5 stats on how college students are currently eating
COVID-19 forced myriad changes on higher ed campuses across the country. As schools look to welcome students back for a more normal college experience this fall, here are some statistics on how those diners are eating now, culled from Technomic’s 2021 College & University Consumer Trend Report. (Data is based on surveys conducted in March and April of this year.)
Desire for more delivery
Nearly half of students (48%) say they wish more on-campus dining venues would offer delivery, up 6 percentage points from 2019. Delivery has become more prevalent on campuses in recent months, and many schools look poised to continue, if not expand, those efforts next school year. Last week, the University of Florida announced that its dining team will this fall debut a new food delivery platform started by a UF alum.
But not for all
When dine-in restrictions from COVID are lifted, 15% of students say they will primarily dine in on campus, cutting down on takeout and delivery, while 37% plan to keep ordering food for off-premise consumption over dining in.
Looking to connect
Nearly 40% of students say they visited campus eateries less often during COVID because they weren’t able to socialize at those spots.
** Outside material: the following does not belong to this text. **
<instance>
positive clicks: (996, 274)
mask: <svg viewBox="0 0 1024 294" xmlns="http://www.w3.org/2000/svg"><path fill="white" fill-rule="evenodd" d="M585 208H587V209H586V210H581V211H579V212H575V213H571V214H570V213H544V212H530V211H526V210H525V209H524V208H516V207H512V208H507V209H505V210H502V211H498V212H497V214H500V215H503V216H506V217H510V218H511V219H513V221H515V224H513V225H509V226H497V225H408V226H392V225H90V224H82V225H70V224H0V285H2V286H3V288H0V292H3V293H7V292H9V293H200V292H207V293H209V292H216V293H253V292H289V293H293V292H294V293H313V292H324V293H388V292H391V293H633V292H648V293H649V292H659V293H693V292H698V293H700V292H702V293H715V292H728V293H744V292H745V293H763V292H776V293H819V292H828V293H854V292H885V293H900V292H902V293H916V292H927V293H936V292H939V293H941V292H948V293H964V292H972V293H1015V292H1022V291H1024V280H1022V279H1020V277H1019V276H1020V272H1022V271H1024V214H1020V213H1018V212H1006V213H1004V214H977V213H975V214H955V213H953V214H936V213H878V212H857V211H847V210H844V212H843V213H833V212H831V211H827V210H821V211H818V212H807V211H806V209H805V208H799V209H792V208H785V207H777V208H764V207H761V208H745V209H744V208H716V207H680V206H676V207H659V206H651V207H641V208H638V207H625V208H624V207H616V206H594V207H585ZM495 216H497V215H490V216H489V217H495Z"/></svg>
Joe Charette, executive director of dining services at Rutgers University, hit on that sentiment during a recent roundtable discussion for the FSD Community. “Communal dining is what colleges have been built around,” he said, adding that he thinks “people want to be back together” and may eschew takeout in order to spend time with their friends.
Snack demand was on the upswing during the pandemic as diners’ traditional routines were disrupted, and college students were no exception. In general, students say they are snacking 5.8 times per week.
Interest in plant-forward dining, which was already on the rise before COVID, has likewise been seeing a boost of late. One-tenth of current students consider themselves semivegetarian (only eating specific kinds of meat), while 13% say they follow a flexitarian diet (allowing occasional meat or fish), an increase of 6 percentage points from 2019.